Ms Li’s performance in this year’s first grand slam event has called attention to another act of rebellion that could have bigger ramifications for the future of sport in China. Two years ago she was one of four female tennis players who were released from the rigid structure of the Chinese sports system and allowed to manage their own careers.
“When I was young, I did what the coaches and leaders told me to do,” she says. “Now I am playing for myself.”
The tussle over the future of the sports system has become emblematic of a wider tension in Chinese society between individualistic younger generations and the paternalistic habits that still pervade.
“Our leaders and media like those who are obedient and lack character, but Li Na is definitely not like that,” poet Zhao Lihua said in a blog posting. “I like her spontaneity. I like her recklessness.

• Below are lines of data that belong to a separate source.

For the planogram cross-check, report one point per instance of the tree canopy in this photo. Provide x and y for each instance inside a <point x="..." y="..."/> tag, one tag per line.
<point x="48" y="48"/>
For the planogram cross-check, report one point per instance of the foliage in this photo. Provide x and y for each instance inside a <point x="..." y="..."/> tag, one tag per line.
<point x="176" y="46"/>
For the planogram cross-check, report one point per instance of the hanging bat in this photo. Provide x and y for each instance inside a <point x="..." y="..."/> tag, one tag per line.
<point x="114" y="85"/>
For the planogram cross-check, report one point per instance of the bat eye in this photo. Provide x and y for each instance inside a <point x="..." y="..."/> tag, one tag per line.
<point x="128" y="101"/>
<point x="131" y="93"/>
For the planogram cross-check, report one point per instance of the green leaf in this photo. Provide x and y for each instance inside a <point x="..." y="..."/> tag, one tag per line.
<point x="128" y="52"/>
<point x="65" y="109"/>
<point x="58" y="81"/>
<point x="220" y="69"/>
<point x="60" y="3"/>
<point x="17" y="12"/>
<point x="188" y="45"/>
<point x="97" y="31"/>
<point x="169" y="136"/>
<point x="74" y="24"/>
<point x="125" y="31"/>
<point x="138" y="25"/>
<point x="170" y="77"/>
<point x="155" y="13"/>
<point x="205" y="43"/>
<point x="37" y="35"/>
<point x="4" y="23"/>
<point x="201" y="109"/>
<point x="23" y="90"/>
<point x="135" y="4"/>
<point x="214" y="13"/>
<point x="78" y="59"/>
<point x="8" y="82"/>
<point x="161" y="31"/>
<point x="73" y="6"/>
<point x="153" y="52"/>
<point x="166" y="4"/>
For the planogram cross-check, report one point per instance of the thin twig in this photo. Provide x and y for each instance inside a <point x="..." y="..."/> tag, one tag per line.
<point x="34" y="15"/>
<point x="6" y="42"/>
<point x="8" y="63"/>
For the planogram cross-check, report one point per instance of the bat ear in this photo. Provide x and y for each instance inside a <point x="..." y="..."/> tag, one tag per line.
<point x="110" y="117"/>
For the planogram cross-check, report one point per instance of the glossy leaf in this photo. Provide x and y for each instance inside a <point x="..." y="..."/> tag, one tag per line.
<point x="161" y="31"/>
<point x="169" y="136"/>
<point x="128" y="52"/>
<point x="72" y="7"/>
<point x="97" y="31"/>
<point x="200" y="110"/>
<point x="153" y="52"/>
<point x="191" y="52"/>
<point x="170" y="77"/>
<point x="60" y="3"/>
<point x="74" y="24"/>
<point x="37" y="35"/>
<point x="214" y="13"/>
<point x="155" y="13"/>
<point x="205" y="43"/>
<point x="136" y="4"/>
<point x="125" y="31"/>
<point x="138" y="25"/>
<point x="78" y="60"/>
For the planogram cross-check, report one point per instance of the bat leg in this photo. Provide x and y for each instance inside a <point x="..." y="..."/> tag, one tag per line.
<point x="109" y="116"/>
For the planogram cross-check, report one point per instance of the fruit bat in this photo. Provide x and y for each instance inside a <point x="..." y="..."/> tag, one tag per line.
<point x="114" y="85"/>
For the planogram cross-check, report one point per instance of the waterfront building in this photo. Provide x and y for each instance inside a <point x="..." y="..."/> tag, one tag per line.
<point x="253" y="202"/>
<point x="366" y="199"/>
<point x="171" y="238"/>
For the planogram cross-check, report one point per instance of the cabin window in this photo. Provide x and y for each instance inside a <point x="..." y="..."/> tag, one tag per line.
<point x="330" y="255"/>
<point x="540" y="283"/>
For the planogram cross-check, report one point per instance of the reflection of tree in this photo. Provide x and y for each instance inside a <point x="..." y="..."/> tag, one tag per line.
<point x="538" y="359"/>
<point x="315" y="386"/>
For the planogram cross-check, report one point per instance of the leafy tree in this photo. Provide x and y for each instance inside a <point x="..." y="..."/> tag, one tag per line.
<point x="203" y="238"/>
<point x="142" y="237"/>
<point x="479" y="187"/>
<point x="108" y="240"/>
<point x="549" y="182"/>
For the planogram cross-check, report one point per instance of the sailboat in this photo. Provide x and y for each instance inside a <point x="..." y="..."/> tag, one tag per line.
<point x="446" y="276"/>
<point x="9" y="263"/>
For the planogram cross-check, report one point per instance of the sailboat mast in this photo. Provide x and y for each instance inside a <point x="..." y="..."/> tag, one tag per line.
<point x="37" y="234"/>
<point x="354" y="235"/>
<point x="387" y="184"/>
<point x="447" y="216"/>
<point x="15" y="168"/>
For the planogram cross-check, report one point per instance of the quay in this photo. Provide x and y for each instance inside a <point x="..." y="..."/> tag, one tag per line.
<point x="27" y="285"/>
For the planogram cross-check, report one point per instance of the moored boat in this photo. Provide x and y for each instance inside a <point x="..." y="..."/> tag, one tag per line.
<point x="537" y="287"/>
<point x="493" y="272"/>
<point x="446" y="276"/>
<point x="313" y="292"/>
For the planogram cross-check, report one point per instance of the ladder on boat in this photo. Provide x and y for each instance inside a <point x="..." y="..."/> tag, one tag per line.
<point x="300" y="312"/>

I like her being so cool.”
China’s Soviet-style sports system achieved its high point at the Beijing Olympics when the host country topped the gold medal table. Promising kids are identified at an early age and funnelled into full-time training. Coaches control every aspect of an athlete’s career, from when they wake up to which matches they play, and bureaucrats take more than half the winnings.
Yet, the system has been coming under pressure since Yao Ming moved to play basketball in the US in 2002. Not only did athletes in big-money sports want to retain more of their income, but the conformity of the Chinese system was found wanting in some sports.
When Mr Yao first played in the US, his coach wanted him to intimidate opponents by slam-dunking the ball. “He was very reluctant because slam-dunking was frowned upon in China as a sign of individualism,” says Brook Larmer, author of a book about the player. He eventually relented after the coach made his teammates run laps of the court each time he refused.
Ms Li has admitted she would not have played tennis when younger without pressure from administrators, but she also left the sport for two years because of her disillusionment with the rigidity of the Chinese system.
When she and three other top players were allowed to leave the system in 2008 and retain more than 90 per cent of their earnings, there was a flurry of criticism from parts of the establishment, especially after early results disappointed.
“The players flying independent have not had an ideal performance,” Cai Zhenhua, a senior sports official said at the time. “At least so far, it is not suitable for more to break out from the system.”
But even before this year’s success in Australia, Ms Li and colleague Zheng Jie started to silence critics by both reaching the semi-finals in Melbourne last year. They have also helped galvanise rapidly growing interest in tennis, especially among well-off urbanites.